The Ministry of Foreign Affairs informed that the list of three candidates for the Polish judge of the European Court of Human Rights was notified to the Parliamentary Assembly of the Council of Europe. The candidates are: Elżbieta Karska, Aleksander Stępkowski and Agnieszka Szklanna. These are the same three people who did not receive the approval of the Council of Europe in April. The reason was the non-transparent procedure of their indication. The Council then asked Poland to put forward new candidacies.
“Originally set for December 3 this year, the deadline for submitting the list was extended by the Parliamentary Assembly of the CoE due to the fact that the proceedings before the Advisory Panel of Experts for the selection of candidates for the post of judge of the ECtHR did not end until December 3 this year.” – added in Tuesday’s communiqué of the Ministry of Foreign Affairs.
It’s a second time application of these three candidates by the Polish side. Supreme Court spokesman, founder of the ultra-conservative Ordo Iuris Aleksander Stępkowski, prof. UKSW Elżbieta Karska, privately wife of PiS MEP Karol Karski, and expert of the Council of Europe Agnieszka Szklanna have already been nominated in April, but the committee of the Parliamentary Assembly of the Council of Europe recommended the rejection of the entire list and resumption of the procedure.
Reservations as to the procedure of nominating candidates
– The list was rejected due to alleged procedural flaws allegedly committed in its preparation. The candidates were not heard at all and therefore it cannot be said that they were judged. Well, unless we decide that the standard of the Council of Europe is to formulate a negative assessment without ensuring the possibility of listening to those assessed – then Stępkowski said.

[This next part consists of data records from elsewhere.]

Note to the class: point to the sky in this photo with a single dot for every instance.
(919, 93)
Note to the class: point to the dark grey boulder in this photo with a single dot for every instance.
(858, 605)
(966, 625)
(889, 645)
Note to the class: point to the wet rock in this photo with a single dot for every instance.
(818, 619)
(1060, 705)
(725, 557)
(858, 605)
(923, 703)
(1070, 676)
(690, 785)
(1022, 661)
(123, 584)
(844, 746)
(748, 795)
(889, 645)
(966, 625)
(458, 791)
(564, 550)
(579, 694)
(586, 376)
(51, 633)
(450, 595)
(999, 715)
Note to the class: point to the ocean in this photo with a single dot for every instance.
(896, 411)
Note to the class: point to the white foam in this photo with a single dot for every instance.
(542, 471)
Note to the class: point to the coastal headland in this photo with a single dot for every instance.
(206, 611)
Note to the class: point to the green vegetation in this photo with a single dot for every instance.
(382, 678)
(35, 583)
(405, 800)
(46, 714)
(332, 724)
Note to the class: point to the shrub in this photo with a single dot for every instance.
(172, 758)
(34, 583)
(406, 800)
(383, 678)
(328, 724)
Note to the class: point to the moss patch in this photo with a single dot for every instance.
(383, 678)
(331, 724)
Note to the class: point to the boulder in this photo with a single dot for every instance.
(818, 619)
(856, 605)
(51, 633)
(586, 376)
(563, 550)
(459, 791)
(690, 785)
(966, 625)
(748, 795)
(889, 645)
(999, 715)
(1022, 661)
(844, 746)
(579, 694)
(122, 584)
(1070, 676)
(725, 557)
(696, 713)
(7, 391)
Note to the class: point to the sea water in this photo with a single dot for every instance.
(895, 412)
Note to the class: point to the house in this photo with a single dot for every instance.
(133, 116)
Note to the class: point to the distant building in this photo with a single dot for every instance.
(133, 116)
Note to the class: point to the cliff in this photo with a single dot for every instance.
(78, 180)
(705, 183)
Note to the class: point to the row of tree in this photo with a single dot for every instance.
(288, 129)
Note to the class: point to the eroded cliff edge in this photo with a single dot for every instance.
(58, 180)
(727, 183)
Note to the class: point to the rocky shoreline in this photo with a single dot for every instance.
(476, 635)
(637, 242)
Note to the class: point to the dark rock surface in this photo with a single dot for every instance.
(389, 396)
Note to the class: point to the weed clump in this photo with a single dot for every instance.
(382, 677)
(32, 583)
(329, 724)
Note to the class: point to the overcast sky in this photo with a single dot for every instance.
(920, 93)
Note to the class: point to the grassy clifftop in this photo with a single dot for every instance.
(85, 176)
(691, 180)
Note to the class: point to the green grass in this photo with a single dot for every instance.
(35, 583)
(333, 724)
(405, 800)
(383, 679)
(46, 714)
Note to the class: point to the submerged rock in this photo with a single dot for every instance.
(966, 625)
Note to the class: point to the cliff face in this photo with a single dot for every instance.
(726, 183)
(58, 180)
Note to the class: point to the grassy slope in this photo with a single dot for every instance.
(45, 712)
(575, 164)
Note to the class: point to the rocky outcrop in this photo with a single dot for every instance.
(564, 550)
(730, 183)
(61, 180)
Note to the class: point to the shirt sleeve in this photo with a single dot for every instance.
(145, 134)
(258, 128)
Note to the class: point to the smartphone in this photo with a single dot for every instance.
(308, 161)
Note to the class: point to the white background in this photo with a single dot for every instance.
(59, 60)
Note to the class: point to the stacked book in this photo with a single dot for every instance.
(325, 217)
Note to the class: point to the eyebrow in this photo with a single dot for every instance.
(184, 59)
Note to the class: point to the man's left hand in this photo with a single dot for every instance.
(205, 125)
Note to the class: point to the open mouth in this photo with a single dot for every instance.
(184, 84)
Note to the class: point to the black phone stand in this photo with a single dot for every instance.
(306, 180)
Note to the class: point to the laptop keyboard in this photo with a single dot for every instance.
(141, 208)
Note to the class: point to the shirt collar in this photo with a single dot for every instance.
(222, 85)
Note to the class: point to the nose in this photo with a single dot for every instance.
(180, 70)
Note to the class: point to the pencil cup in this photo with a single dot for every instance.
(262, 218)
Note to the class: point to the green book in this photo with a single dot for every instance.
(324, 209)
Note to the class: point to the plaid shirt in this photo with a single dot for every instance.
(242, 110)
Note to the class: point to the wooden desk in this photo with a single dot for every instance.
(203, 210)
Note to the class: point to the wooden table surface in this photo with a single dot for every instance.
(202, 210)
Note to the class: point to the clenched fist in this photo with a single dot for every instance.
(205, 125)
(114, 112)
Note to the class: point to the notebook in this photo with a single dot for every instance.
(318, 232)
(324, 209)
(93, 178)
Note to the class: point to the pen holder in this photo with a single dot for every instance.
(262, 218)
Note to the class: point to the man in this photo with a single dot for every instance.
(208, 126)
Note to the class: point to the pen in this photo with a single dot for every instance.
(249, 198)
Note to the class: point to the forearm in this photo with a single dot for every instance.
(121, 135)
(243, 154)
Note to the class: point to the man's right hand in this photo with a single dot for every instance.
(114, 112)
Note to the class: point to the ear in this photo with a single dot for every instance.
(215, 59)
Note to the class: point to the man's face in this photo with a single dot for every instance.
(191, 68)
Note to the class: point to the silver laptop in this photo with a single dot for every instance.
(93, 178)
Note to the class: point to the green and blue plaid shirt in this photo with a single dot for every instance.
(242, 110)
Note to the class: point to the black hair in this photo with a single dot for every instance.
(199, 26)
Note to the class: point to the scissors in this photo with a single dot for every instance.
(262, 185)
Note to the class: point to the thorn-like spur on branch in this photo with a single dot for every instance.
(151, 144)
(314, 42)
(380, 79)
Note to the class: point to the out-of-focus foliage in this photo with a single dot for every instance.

The procedure for selecting candidates on the Polish side is handled by the Ministry of Foreign Affairs. During the selection of the first list of candidates, reservations were made by, among others, the then Ombudsman, Adam Bodnar. As he argued, the candidates for judges were selected by a team composed only of persons designated by the executive authority, which held closed sessions. The Commissioner for Human Rights also pointed to the lack of a public hearing of the candidates.
The Council of Europe, rejecting the lists of Polish candidates in April, argued that the main reason was the non-transparent procedure for selecting them.
In order to select candidates, a special team was appointed under the leadership of Piotr Wawrzyk, the deputy head of the Ministry of Foreign Affairs. He reported that in the second half of October. Hearings of candidates for judges of the ECHR were scheduled. He added that if the work proceeded similarly to the previous one, the Parliamentary Assembly of the CoE could deal with Polish candidates in the spring of 2022.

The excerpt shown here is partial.